Bringing to close a year-long internal debate over the role of Venezuela in South American political and economic affairs, Brazil's Senate, by a vote of 35 to 27, voted Tuesday to approve the entrance of the country's northern neighbor into the Mercosur trade bloc.
With the vote, only Paraguay's approval remains for Venezuela to gain admission as a full member of the group, which until now has included Brazil, Argentina, Paraguay and Uruguay as regular members.

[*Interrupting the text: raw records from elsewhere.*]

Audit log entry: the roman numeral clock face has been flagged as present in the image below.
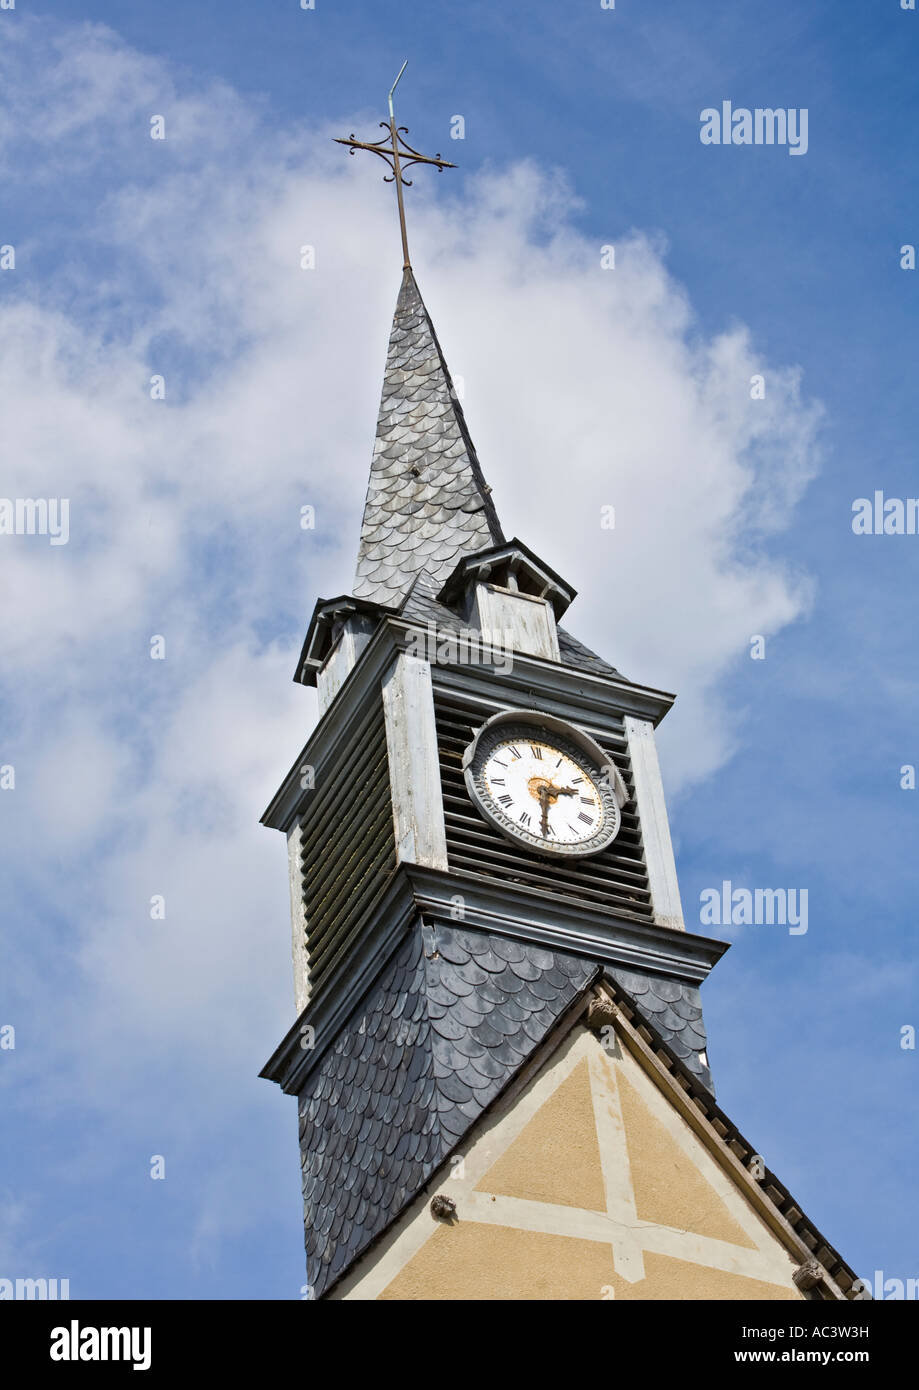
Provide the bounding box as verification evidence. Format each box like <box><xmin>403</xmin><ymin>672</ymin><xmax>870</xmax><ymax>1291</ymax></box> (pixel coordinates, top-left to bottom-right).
<box><xmin>485</xmin><ymin>740</ymin><xmax>600</xmax><ymax>844</ymax></box>
<box><xmin>462</xmin><ymin>714</ymin><xmax>625</xmax><ymax>859</ymax></box>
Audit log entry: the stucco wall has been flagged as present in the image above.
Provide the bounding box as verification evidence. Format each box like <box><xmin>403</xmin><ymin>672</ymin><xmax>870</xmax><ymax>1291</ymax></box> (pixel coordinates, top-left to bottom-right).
<box><xmin>333</xmin><ymin>1023</ymin><xmax>804</xmax><ymax>1301</ymax></box>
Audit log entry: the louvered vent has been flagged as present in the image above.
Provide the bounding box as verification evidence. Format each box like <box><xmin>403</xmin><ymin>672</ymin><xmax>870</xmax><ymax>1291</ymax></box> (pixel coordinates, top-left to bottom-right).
<box><xmin>300</xmin><ymin>695</ymin><xmax>397</xmax><ymax>994</ymax></box>
<box><xmin>434</xmin><ymin>689</ymin><xmax>653</xmax><ymax>921</ymax></box>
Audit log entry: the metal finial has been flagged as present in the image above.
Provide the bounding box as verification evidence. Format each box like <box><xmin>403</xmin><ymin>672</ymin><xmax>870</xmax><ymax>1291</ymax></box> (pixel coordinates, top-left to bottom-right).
<box><xmin>388</xmin><ymin>60</ymin><xmax>408</xmax><ymax>121</ymax></box>
<box><xmin>334</xmin><ymin>63</ymin><xmax>456</xmax><ymax>271</ymax></box>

While the measure gained easy approval in Brazil's lower house, a vote on the matter in the Senate was postponed several times as opposition party members questioned Venezuelan President Hugo Chavez' commitment to so-called democratic clauses in the Mercosur charter and his possible use of the entity to gain greater influence in regional political and economic affairs.
Government-allied Brazilian lawmakers, however, successfully argued that the inclusion of Venezuela in the group would bring distinct economic advantages to Mercosur, and that Chavez' government didn't have the power to unduly disrupt the long-term goals of the entity. They further argued that Chavez' regional political maneuvering would be constrained by his government's adherence to Mercosur regulations.
The vote to approve Venezuela's entrance into the Mercosur bloc was strongly supported by Brazilian President Luiz Inacio Lula da Silva, who submitted the request to congress in 2007.
In addition to its four regular members, Mercosur also includes Chile, Bolivia, Colombia, Ecuador and Peru as observer members. Alongside its function as a regional common market, Mercosur has also aimed to become a regional political forum.
The group has agreed to establish a regional parliament by 2012, with at least 18 representatives from each member country.